Towards microfluidics assisted optical fiber metatip biosensors

The importance of biosensors based on optical fiber (OF) technology is increasing due to their high sensitivity and compatibility with minimally invasive real-time diagnostics and enormous potentials for in vivo biopsies. This study investigates the technical aspects behind integrating Lab-on-Tip optrodes within microfluidic channels, which is propaedeutic for guidelines setting towards their correct connection with minimally invasive clinical tools such as needles, catheters and nanoendoscopes. Here, as proof of concept, we investigated the integration of a plasmonic Metasurface-assisted Lab-on-Tip optrode, realized onto a single mode OF tip (OFMT), into a T-shaped microfluidic chip for the detection of a clinically relevant target molecule as the breast cancer biomarker receptor tyrosine protein kinase (ErbB2).
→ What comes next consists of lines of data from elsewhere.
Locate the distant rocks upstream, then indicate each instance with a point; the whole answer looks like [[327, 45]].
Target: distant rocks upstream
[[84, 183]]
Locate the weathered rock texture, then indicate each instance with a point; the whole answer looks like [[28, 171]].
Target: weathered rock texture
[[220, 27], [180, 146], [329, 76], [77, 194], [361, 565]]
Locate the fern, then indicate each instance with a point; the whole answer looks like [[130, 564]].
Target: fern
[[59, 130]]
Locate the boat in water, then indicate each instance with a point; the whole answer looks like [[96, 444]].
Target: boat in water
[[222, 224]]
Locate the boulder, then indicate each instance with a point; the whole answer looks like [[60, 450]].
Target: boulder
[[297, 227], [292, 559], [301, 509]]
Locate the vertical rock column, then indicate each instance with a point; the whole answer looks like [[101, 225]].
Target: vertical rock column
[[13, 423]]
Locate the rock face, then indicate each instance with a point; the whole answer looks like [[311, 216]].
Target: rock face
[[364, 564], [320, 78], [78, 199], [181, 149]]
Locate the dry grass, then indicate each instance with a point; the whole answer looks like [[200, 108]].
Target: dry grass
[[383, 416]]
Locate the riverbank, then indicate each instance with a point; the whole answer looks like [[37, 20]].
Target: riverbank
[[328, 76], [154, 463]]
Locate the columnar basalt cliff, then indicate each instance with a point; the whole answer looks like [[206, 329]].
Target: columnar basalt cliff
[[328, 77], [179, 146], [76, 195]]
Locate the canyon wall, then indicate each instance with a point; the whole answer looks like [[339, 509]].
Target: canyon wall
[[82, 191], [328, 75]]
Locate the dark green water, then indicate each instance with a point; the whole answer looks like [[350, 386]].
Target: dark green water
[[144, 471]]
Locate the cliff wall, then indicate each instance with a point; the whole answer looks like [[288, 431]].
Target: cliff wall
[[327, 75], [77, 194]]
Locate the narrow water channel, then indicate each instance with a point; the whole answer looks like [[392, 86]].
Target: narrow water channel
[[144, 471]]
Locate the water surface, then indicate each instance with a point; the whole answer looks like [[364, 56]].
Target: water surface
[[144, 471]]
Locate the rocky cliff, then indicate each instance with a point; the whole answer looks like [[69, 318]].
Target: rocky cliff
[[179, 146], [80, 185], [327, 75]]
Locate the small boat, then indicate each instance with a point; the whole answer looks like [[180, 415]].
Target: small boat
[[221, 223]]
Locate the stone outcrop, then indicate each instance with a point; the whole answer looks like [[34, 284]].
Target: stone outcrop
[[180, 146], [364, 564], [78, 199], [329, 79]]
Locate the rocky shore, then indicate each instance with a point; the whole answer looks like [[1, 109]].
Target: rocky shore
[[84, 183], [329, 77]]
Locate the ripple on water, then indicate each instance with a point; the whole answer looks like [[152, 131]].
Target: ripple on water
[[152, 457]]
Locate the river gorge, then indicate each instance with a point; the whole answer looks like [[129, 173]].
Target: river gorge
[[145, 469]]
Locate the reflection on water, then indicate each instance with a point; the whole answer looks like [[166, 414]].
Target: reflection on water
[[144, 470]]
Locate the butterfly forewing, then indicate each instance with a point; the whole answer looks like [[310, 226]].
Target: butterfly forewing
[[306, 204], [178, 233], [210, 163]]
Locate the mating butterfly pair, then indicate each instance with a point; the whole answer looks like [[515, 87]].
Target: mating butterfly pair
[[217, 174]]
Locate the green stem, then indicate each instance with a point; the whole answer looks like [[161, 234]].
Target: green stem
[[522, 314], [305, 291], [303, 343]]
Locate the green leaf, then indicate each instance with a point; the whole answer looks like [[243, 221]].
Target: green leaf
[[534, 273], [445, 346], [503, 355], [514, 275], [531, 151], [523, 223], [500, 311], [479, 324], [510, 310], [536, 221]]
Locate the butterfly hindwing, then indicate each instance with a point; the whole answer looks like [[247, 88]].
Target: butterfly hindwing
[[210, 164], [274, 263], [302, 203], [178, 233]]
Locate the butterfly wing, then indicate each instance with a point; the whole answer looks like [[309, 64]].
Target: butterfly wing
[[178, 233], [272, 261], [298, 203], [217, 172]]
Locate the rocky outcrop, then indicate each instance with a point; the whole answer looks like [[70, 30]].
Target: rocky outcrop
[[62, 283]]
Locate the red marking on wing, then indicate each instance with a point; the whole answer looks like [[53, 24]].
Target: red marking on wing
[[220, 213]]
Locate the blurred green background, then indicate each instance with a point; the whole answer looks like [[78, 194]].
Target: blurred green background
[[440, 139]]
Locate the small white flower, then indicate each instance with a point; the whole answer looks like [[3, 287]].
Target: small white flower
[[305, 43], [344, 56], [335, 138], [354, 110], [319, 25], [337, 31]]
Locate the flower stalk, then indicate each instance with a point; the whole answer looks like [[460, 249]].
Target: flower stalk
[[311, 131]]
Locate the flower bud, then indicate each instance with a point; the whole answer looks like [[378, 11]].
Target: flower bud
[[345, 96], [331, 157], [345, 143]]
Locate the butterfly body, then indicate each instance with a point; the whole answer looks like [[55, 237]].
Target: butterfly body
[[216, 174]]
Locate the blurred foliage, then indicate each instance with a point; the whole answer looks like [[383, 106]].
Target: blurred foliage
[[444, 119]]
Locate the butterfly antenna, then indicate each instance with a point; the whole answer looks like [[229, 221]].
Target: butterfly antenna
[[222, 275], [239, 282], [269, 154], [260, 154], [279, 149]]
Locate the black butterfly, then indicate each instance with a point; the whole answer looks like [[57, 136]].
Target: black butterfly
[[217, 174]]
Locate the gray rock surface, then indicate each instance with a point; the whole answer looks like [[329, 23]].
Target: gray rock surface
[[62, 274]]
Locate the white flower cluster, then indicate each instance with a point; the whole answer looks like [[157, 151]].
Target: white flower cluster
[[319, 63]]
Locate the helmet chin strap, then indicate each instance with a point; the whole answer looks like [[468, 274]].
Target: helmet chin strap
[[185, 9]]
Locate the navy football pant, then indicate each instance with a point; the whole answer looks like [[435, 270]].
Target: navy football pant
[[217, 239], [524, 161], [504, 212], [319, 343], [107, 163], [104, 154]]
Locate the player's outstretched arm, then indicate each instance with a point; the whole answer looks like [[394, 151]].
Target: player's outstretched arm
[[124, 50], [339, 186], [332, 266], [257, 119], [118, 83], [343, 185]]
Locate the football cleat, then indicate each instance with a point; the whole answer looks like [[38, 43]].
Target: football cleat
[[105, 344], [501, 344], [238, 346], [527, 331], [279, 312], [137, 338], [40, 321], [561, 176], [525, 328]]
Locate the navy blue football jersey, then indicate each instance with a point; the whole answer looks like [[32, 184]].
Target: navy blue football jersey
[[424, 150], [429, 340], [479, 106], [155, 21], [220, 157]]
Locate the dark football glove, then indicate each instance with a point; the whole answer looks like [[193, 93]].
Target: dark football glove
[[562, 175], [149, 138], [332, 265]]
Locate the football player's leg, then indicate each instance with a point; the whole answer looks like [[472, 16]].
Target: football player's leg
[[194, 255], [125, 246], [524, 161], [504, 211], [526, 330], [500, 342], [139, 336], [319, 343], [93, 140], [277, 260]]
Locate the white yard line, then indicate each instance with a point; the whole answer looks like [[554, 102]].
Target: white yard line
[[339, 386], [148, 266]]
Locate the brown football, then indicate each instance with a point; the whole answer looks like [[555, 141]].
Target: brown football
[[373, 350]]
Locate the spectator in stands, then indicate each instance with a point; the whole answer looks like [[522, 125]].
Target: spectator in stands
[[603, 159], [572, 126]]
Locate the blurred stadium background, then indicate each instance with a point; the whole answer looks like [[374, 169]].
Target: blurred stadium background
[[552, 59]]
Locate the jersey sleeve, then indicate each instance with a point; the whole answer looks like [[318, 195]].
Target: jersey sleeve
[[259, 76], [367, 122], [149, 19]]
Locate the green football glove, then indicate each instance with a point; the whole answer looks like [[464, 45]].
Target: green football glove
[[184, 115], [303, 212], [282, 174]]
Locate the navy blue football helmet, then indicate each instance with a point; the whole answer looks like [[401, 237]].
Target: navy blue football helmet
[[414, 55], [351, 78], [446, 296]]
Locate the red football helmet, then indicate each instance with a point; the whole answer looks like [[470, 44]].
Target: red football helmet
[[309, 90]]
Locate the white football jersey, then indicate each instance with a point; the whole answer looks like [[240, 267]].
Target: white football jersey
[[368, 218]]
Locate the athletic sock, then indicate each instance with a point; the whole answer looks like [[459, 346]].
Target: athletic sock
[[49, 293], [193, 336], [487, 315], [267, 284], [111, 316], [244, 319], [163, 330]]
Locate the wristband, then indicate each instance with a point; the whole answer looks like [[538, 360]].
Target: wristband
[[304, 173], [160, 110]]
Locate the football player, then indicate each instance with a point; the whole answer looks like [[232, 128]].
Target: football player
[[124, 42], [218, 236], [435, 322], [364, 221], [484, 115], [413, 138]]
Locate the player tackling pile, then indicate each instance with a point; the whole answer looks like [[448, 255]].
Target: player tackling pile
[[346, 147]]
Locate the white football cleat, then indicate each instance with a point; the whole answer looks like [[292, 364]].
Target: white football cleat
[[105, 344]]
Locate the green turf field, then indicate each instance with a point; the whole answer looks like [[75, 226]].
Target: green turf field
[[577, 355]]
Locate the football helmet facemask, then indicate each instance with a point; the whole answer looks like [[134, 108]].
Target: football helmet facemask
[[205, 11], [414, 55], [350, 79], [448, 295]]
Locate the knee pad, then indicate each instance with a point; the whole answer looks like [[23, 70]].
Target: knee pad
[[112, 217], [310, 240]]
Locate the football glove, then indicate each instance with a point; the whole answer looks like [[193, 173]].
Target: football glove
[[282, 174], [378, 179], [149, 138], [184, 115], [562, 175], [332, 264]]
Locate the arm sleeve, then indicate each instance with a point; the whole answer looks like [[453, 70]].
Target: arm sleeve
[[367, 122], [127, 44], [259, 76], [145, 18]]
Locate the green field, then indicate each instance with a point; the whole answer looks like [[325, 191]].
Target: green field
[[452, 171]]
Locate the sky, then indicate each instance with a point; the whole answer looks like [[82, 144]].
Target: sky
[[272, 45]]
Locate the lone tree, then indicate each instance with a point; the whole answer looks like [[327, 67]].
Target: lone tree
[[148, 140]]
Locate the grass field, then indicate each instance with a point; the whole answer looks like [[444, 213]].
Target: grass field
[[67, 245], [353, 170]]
The biosensor response to different ErbB2 concentrations (1–1000 ng/mL) was analyzed under controlled flow conditions. Experiments demonstrated a strong dependence of the detection performance on the probe position within the microfluidic channel, with increased performance frustration as the distance of the tip from the center is reduced. These findings, confirmed by numerical modeling, revealed an inverse relationship between the flow velocity and the biosensor performance. This relationship was further corroborated by additional experiments demonstrating that higher flow rates reduce the target molecule capability to correctly recognize the bioreceptor immobilized on the sensor surface due to the shorter analyte-probe interaction time. In summary, the present study highlights the importance of a multi-aspect microfluidics design considering local flow conditions for optimal probe placement, providing valuable guidelines for improving detection capabilities of microfluidic assisted Lab-on-Tip biosensing platforms for biomedical applications.